A child with LCPD is often very active compared to other children. The start of the disease occurs when the child is between 3 and 10 years old. It is most common in children ages 5 to 7 years old. Boys are three to five times more likely than girls to develop the disease.
Signs and Symptoms
Symptoms can include:
• Limping, which may get worse late in the day or after activities. This gets better with rest.
• Leaning side to side when walking.
• Pain in the groin, front of the thigh, or knee that gets worse with physical activity. The pain often is worse late in the day. Some children may have pain at night.
• Muscle spasms that limit the movement in the hip.
X-rays are used to confirm diagnosis. A bone scan or MRI may also be used.
Stages of Legg-Calvé Perthes Disease
Initial Stage (lasts about six months)
- The child’s symptoms may get better and then get worse.
Fragmentation Stage (lasts about eight months)
- This is the stage where the head of the femur breaks down.
- The child’s pain and limp become more obvious.
- There is more loss of motion in the hip.
- The degree of symptoms may be different from child to child.
Healing Period (lasts about four years)
- New bone grows in the head of the femur.
- The pain and limp usually start to improve.
- Some limitation of hip motion continues.
- The child will slowly return to normal activities.
Residual Stage (until growth is done)
- The shape of the head of the femur may continue to change until growth stops.
The goal of treatment is to slow the need for a total hip replacement until a later age. Successful treatment will allow the ball of the thighbone to heal. This will help it return to a round shape.
- Observation. Your doctor may want to monitor the joint. They may use regular X-rays to see how the bone is growing.
- Limiting activity. Your doctor may recommend avoiding activities like running and jumping. This can help limit pain in the joint. Using crutches or a walker can also help.
- Physical therapy. This can help stretch muscles that are tight, strengthen muscles around the hip and work on walking to reduce limping.
- Surgery. This is a two-stage procedure. These procedures are done six weeks apart.
The first surgery will allow your child to regain motion of the hip. This is called a medial soft tissue release. A Petrie cast is applied.

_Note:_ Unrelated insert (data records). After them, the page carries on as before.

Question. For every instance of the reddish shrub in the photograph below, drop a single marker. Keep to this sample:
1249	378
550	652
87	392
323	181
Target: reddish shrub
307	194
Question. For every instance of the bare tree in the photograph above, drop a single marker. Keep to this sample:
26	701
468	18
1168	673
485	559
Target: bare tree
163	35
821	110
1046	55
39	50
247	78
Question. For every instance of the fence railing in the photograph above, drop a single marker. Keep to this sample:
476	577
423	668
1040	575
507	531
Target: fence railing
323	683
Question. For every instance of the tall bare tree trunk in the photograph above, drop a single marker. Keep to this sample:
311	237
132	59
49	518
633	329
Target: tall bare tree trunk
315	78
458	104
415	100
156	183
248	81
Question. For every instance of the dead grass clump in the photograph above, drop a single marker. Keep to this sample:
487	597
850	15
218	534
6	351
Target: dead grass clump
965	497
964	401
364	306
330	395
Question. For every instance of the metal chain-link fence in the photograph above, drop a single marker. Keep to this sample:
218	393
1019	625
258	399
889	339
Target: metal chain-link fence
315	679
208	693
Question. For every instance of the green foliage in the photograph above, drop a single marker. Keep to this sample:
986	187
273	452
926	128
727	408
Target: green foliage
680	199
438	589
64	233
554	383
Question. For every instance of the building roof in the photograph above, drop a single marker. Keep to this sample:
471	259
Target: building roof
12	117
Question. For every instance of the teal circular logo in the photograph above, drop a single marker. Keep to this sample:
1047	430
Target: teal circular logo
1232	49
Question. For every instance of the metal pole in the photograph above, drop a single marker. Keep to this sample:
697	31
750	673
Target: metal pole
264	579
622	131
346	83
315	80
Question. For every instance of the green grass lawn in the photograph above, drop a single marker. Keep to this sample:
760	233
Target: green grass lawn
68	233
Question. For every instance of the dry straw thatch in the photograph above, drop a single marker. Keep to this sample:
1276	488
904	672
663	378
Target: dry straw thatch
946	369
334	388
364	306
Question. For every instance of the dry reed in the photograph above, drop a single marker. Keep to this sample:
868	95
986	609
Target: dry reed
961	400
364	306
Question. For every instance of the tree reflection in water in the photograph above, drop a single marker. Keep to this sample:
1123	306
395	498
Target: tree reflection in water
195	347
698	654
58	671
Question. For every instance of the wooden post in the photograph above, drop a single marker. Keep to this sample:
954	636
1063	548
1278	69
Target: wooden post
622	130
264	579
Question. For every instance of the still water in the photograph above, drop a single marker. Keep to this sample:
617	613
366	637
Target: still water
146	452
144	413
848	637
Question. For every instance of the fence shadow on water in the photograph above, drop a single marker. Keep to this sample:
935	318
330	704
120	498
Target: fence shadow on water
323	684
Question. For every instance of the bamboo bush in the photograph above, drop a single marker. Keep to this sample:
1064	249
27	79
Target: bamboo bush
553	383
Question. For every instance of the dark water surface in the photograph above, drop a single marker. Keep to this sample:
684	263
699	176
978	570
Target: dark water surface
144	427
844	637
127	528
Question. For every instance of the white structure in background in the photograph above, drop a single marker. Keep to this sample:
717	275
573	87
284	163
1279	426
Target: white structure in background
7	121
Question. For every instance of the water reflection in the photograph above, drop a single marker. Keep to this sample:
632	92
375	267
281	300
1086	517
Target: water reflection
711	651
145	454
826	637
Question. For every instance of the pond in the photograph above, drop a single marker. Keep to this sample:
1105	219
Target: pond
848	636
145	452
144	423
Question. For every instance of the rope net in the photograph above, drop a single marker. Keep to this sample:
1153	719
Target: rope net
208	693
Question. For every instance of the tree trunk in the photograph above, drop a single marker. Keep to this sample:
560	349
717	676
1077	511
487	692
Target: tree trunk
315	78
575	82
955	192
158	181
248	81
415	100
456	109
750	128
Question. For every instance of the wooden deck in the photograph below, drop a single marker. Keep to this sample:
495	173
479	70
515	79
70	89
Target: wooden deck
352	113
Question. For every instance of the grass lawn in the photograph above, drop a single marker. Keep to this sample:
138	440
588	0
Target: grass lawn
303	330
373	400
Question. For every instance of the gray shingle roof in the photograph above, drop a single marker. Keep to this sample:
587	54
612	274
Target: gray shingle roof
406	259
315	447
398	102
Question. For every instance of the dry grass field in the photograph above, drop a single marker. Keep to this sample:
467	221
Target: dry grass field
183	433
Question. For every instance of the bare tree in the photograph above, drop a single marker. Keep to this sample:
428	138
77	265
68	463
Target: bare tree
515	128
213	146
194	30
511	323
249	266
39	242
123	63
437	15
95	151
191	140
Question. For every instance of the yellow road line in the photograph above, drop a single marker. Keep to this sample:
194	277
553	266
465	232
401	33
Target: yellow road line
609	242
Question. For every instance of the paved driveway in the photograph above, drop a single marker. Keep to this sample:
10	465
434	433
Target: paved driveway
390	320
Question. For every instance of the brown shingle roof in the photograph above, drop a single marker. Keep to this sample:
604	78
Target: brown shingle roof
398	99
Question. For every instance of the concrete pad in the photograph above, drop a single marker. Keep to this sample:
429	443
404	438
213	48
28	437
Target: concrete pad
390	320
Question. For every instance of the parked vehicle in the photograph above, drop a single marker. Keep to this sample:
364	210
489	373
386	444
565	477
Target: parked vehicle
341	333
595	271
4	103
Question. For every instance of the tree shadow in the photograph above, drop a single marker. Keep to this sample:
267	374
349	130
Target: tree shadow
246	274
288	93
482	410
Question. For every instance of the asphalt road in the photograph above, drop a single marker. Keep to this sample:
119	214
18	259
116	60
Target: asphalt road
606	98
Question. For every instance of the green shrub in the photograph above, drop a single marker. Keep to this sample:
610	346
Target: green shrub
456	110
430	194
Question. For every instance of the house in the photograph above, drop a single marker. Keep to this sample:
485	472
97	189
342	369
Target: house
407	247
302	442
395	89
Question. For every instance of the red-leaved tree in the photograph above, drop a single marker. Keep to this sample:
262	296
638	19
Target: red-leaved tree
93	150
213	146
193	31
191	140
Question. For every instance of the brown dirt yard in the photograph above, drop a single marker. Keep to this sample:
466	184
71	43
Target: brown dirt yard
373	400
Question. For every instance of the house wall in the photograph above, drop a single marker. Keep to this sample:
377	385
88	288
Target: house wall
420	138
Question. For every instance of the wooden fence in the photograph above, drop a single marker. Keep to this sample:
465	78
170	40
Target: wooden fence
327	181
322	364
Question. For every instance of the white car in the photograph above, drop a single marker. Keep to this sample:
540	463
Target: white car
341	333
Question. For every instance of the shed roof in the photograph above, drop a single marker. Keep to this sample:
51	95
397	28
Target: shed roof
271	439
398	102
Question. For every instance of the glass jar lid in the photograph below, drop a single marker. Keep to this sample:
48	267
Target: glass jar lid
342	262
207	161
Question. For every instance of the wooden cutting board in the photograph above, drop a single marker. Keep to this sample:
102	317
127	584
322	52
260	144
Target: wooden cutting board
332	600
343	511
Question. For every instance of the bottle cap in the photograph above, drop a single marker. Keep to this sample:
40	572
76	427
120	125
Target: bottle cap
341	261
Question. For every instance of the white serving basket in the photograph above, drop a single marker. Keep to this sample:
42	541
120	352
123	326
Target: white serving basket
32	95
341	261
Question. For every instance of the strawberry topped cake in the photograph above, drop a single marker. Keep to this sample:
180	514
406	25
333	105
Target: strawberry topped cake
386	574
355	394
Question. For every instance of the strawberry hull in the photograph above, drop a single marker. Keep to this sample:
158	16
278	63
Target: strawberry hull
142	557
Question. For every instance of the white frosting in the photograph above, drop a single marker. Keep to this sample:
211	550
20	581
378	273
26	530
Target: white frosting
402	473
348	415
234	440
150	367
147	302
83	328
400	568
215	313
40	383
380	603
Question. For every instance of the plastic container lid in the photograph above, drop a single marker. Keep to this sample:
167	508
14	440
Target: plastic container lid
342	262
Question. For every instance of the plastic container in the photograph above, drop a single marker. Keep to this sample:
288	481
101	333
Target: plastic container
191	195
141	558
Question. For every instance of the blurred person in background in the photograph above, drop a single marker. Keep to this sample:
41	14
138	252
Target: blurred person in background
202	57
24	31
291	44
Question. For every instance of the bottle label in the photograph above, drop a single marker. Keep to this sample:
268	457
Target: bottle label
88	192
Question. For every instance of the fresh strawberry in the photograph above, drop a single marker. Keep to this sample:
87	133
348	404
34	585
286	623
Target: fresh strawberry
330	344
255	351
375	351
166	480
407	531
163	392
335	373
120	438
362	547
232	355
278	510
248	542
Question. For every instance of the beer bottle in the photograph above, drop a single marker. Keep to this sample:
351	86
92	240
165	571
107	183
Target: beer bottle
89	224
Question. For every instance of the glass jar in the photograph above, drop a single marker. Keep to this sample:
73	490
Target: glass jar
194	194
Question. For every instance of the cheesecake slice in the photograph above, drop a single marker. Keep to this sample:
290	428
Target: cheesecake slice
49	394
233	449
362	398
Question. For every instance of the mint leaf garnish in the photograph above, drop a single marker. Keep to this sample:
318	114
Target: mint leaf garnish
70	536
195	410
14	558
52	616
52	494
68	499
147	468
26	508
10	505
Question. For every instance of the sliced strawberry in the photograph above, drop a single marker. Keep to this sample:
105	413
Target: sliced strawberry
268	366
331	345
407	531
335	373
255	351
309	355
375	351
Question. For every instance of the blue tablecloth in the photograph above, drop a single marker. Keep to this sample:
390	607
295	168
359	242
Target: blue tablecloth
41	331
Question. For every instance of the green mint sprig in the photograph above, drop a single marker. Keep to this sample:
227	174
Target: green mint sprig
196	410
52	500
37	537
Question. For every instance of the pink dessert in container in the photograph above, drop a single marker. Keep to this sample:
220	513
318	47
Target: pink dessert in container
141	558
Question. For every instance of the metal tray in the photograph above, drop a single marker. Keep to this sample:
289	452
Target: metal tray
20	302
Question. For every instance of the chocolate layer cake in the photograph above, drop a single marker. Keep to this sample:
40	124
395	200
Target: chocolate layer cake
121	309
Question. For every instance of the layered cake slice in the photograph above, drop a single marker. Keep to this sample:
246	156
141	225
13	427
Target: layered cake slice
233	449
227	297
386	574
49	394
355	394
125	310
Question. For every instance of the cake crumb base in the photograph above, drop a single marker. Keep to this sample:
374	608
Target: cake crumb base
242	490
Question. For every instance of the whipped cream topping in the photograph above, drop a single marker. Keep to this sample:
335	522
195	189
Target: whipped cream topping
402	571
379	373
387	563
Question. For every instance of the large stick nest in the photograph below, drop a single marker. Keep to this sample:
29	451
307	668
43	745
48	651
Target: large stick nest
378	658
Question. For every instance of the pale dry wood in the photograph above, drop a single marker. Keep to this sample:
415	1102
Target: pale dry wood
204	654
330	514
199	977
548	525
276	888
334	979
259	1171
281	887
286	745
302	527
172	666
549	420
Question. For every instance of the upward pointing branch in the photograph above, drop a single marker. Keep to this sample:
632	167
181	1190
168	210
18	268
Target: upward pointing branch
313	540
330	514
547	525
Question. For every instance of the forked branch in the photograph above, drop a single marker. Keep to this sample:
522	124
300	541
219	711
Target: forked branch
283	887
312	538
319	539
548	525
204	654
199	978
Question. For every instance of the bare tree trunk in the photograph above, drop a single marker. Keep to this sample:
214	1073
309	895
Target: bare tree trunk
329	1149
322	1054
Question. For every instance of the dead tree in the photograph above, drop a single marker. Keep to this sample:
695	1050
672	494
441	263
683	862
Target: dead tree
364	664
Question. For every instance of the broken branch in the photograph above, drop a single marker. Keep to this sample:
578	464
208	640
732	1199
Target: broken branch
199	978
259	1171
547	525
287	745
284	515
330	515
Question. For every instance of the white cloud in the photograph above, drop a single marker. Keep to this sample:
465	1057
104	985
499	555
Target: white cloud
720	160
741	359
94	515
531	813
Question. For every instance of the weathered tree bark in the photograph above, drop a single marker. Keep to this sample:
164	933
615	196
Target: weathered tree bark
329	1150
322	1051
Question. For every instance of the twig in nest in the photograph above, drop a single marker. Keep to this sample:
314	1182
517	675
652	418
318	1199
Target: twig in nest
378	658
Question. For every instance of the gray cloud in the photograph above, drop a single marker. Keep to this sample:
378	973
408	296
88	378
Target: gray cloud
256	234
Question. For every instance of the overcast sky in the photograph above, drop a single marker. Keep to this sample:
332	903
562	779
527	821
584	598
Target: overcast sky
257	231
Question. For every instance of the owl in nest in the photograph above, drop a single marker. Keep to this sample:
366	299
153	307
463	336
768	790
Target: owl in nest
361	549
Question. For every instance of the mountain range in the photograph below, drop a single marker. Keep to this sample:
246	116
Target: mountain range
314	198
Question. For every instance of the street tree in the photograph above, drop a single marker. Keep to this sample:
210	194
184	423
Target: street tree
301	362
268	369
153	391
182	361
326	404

The second procedure gives better coverage of the ball of the hip. This is very important. It helps better distribute the weight bearing area of the hip. It decrease the chance of future arthritis. The surgeon will cut the bones of the pelvis and rearrange the ball of the hip into the pelvis so there is more coverage. Sometimes a cut on the femur, called a femoral osteotomy, also happens.
For about two years, the child will be restricted from many activities including running and jumping. Even after LCPD / AVN has resolved, it is best if your child avoids contact and collision activities. They should also avoid running and cutting sports. Children with this condition do well with low-impact activities like biking and swimming.
We follow these children into their early adult life.
If problems continue, sometimes we will recommend a total hip replacement.